Mathematics for Chemistry with Symbolic Computation
of which Part I treats mathematics for chemistry -- the mathematics that an instructor of courses in chemistry would hope and expect that his students might learn in courses typically taught by professors of mathematics, and Part II treats mathematics of chemistry -- the mathematical applications that an instructor of chemistry might include within a particular course on analytical chemistry (chemometrics), inorganic, organic, physical or theoretical chemistry. Part I comprises chapters of which the titles are
  • 0 Exemplary illustrations of use of Maple
  • 1 Numbers, symbols and elementary functions
  • 2 Plotting, geometry, trigonometry and functions
  • 3 Differentiation
  • 4 Integration
  • 5 Calculus with multiple independent variables
  • 6 Linear algebra
  • 7 Differential and integral equations
  • 8 Probability, statistics, regression and optimization
  • Part II includes chapters of which the titles are
  • 9 Chemical equilibrium
  • 10 Group theory
  • 11 Graph theory
  • 12a Introduction to quantum mechanics
  • 13a Introduction to optical molecular spectrometry
  • with further chapters in course of development and preparation.

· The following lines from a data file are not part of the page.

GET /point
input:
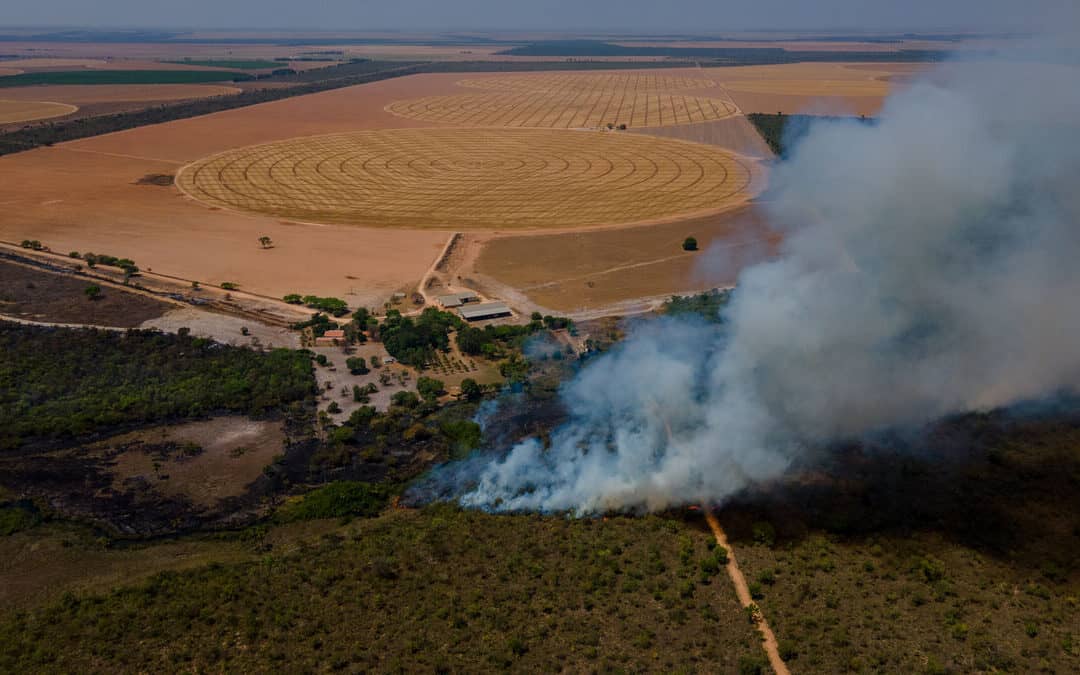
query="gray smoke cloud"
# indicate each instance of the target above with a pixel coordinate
(930, 267)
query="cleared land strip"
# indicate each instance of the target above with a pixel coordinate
(769, 642)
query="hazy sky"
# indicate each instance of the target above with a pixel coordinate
(625, 15)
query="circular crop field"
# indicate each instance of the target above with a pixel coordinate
(588, 109)
(27, 110)
(472, 178)
(561, 82)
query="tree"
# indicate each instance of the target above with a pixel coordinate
(470, 389)
(356, 365)
(429, 388)
(405, 400)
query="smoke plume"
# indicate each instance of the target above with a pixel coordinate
(931, 266)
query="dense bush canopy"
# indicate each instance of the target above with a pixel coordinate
(58, 382)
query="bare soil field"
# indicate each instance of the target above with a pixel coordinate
(83, 196)
(28, 110)
(576, 272)
(463, 178)
(736, 134)
(827, 89)
(574, 100)
(36, 295)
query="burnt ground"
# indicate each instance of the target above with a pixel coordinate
(953, 550)
(157, 481)
(37, 295)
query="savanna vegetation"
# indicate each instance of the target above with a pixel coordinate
(952, 553)
(781, 132)
(59, 383)
(122, 77)
(706, 305)
(437, 590)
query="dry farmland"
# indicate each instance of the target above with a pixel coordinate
(27, 110)
(834, 89)
(473, 178)
(390, 177)
(571, 100)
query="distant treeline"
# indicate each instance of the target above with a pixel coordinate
(527, 66)
(61, 383)
(34, 136)
(122, 77)
(782, 131)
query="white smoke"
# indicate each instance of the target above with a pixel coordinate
(931, 266)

              Precisely measured spectra of small molecules conventionally yield accurate information about molecular structure and properties, particularly when both mechanical and extra-mechanical effects are taken into account.  Structural properties of molecules and chemical matter are naturally associated in the mind of a chemist with the nature of chemical binding.  As a result of my research and teaching from the earliest years, and particularly on attending inspiring lectures presented by H. C. Longuet-Higgins in Cambridge, I became aware of a disparity between common descriptions of chemical bonds and a rigorous mathematical basis of such descriptions.  Related ideas were eventually published in part in a famous paper in Journal of Chemical Education (volume 67, pages 280-289) with title

    The Nature of the Chemical Bond 1990
    and subtitle
    There is No Such Thing as an Orbital
    devoted mostly to aspects of covalent bonds, whereas aspects of ionic bonds are treated in a separate article published in 1996.  In an article
    Does the Nature of the Chemical Bond Matter?
    published in South African Journal of Science also in 1996, I discuss prospective deleterious effects in chemical education resulting from inadequate knowledge of mathematical basis of qualitative descriptions of chemical phenomena. A further major discussion of fundamental aspects of quantum mechanics and its relation to chemistry was published in Computational Spectroscopy (editor J. Grunenberg), chapter 1,
    Concepts in Computational Spectrometry -- The Quantum and Chemistry
    (Wiley-VCH, Weinheim Germany, 2010). Another book of which I was coeditor with J. C. A. Boeyens has title
    Models, Mysteries and the Magic of Molecules

              For several years I served as Technical Editor of Chinese Journal of Physics, because of my appreciation of grammar and composition in technical English, for which reason I was requested to offer a popular but demanding course in National Tsing Hua University.  Even before being appointed Coordinator of Metric Conversion in Memorial University of Newfoundland, I became conversant with the International System of Symbols, Units and Notation.  Although there is general agreement that printed scientific discourse must be both concise and precise, and that SI units provide a proper medium in which to express quantitative information, practice is sadly deficient in these respects, because literary and technical education of scientists in many countries is deficient.